Inside these domes that resemble futuristic balloons floating above the seabed, hydroponics is the technique used to grow the plants: nutrient solutions replace soil, and roots are exposed to nutrient-rich water, eliminating the need for traditional arable land.
This approach allows for 80–95% water savings compared to conventional agriculture, according to studies on hydroponics.
Seawater plays an indirectly important role: the walls of the biosphere, heated by the sun, generate condensation that provides fresh water for the plants. This natural cycle of evaporation and condensation reduces dependence on external resources and supports a practically self-sustaining growing environment.
Why Grow Underwater?
Gamberini and his team’s proposal goes beyond scientific curiosity. The underwater domes were designed as a response to global challenges such as arable land scarcity, climate change, and water stress, issues that threaten food production on a global scale.
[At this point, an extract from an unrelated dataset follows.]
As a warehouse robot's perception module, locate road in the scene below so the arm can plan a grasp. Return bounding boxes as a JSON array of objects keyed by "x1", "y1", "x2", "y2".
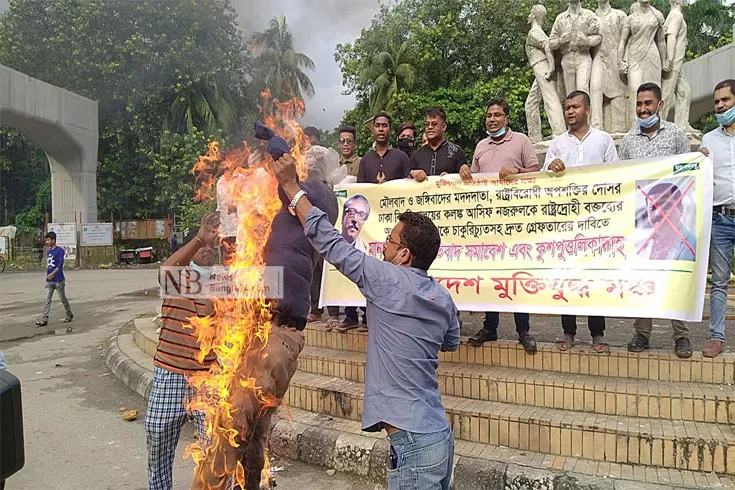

By leveraging the sea as cultivable space, the project explores unique advantages:
- More stable temperature that minimizes thermal shock for the plants;
- Natural protection against pests and extreme climate variations from the surface;
- Intensive use of filtered sunlight, combined with solar panels and wind turbines for facility energy;
- Food production in locations where land is limited or unproductive.
These characteristics make Nemo’s Garden a pioneering experience in sustainable agriculture, potentially relevant for arid coastal regions and islands dependent on fresh food imports, like the Maldives, where terrestrial agriculture is limited, and costly supply chains import nearly everything.
What Is Being Grown and The Challenges
Currently, dozens of species have been successfully planted and observed inside the underwater biospheres, including:
- Lettuce and other leafy vegetables
- Basil and other aromatic herbs
- Beans and peas
- Strawberries
- Tomatoes and other smaller vegetables
This diversity shows that the system can accommodate over 100 plants per biosphere, something that surprised researchers due to the nutritional and aromatic quality of the plants, which in some cases proved to be richer in certain compounds than their land-grown counterparts.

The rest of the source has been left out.